L'évêque de Paris et autres résignent leurs pouvoirs (7 novembre). — Les
Comités essaient de terroriser l'Assemblée. — Ils s'appuient de la résistance
de Grégoire. — Irritation de Robespierre. — Les Comités frappent la Convention. — Accord
de Chaumette et de la
Convention. — Fête de la Raison à Notre-Dame (10 nov. 1793). — Basire
réclame contre l'asservissement de l'Assemblée et contre l'avilissement de la Justice convention. — La Convention reçoit la Raison et la suit à
Notre-Dame (10 novembre).
La chose fut sue à l'instant même aux Comités de salut
public et de sûreté. Violente fut leur irritation contre ces audacieuses
nouveautés, contre l'initiative hardie de la Commune, contre
l'encouragement secret qu'elle trouvait dans la Montagne. line machine
fut montée pour faire manquer tout l'effet de la scène qui se préparait.
La séance s'ouvrit par la lettre d'un prêtre marié qui
brutalement abjurait, disait que lui et ses confrères n'étaient que des
charlatans, puis demandait pension pour lui, sa femme et ses
enfants. — Lettre habilement combinée pour avilir d'avance la démission de
Gobel, pour montrer que la suppression du clergé ne ferait qu'augmenter les
charges publiques.
Gobel avec son clergé, amené par la Commune, parla avec
convenance, n'abjura aucune doctrine et remit ses fonctions. Il fut imité de
plusieurs prêtres et évêques de la Convention, spécialement du frère de Lindet qui
parla avec beaucoup de noblesse et de gravité : Ce
n'est pas tout de détruire, dit-il, il faut
remplacer... Prévenez le murmure que feraient naître dans les campagnes
l'ennui de la solitude, l'uniformité du travail, la cessation des assemblées...
Je demande un prompt rapport sur les fêtes nationales.
Chaumette pria l'Assemblée de donner dans le calendrier
une place à la fête de la
Raison.
Ce fut au nom de la Raison que deux représentants du peuple, l'un
évêque catholique, l'autre ministre protestant, se réunirent à la tribune, donnèrent leur
démission ensemble et se donnant la main.
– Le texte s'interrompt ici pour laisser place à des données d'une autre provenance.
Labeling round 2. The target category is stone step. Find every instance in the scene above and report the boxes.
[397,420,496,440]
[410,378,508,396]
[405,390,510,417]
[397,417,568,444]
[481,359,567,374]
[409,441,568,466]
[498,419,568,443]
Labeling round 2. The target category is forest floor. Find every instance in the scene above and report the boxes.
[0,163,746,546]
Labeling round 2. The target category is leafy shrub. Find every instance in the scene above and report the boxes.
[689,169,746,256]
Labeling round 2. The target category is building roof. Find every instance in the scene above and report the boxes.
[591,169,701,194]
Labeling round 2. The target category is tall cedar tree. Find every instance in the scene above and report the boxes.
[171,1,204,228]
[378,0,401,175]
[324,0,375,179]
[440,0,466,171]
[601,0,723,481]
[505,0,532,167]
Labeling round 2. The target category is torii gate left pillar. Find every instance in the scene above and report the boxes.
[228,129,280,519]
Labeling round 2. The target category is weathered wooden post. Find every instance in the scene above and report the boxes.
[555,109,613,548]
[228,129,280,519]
Ils n'abjurèrent point (quoi qu'en dise le Journal de la Montagne, rédigé alors
par un homme de Robespierre).
A ce moment qui n'était pas sans grandeur, dans l'émotion
de l'Assemblée, Amar, de la douce voix qui lui était ordinaire, prend la
parole, au nom du Comité de sûreté générale ; il demande que les portes de la
salle soient fermées. Nul n'objecte. Décrété. Tous les cœurs se contractèrent.
On savait, depuis le 3 octobre, ce que devait amener ce préalable sinistre ;
il fallait des victimes humaines. Amar lit alors une lettre adressée de Rouen
à un membre peu connu de l'Assemblée ; on lui donnait la nouvelle que Rouen allait en masse au secours de la Vendée.
Le contraire était
exact ; les Comités savaient parfaitement que les Normands étaient en marche
contre la
Vendée. L'invention parut si misérable que l'Assemblée
rassurée demanda d'un cri quel était le signataire d'une telle lettre. Amar
avoua qu'elle était anonyme. Quoi ! dit Basire, notre liberté dépend d'une lettre anonyme ! Si cela suffit
pour arrêter un représentant, la contre-révolution est faite !
Amar descendit de la tribune et alla se cacher.
On avait gardé pour le dernier acte Grégoire l'évêque de
Blois. Il vint enfin fort à point pour les Comités, malade de cette chute.
Absent jusqu'à ce dernier moment de la séance, il vint à leur prière, je n'en
fais nul doute. Leur politique, tristement démasquée par la tentative d'Amar
pour terroriser l'Assemblée, avait grand besoin de secours. On lança le
gallican. Grégoire, courageux de lui-même, sanguin, colérique, fort
d'ailleurs de se sentir défenseur du Gouvernement, fut vaillant à bon marché
contre la Montagne
: Je ne tiens mon autorité ni de vous, ni du peuple.
Je suis évêque, je reste évêque. La Montagne poussa des
cris furieux. Mais, dès lors, les gallicans pouvaient la braver, réfugiés
qu'ils étaient sous l'abri des Comités et de Robespierre.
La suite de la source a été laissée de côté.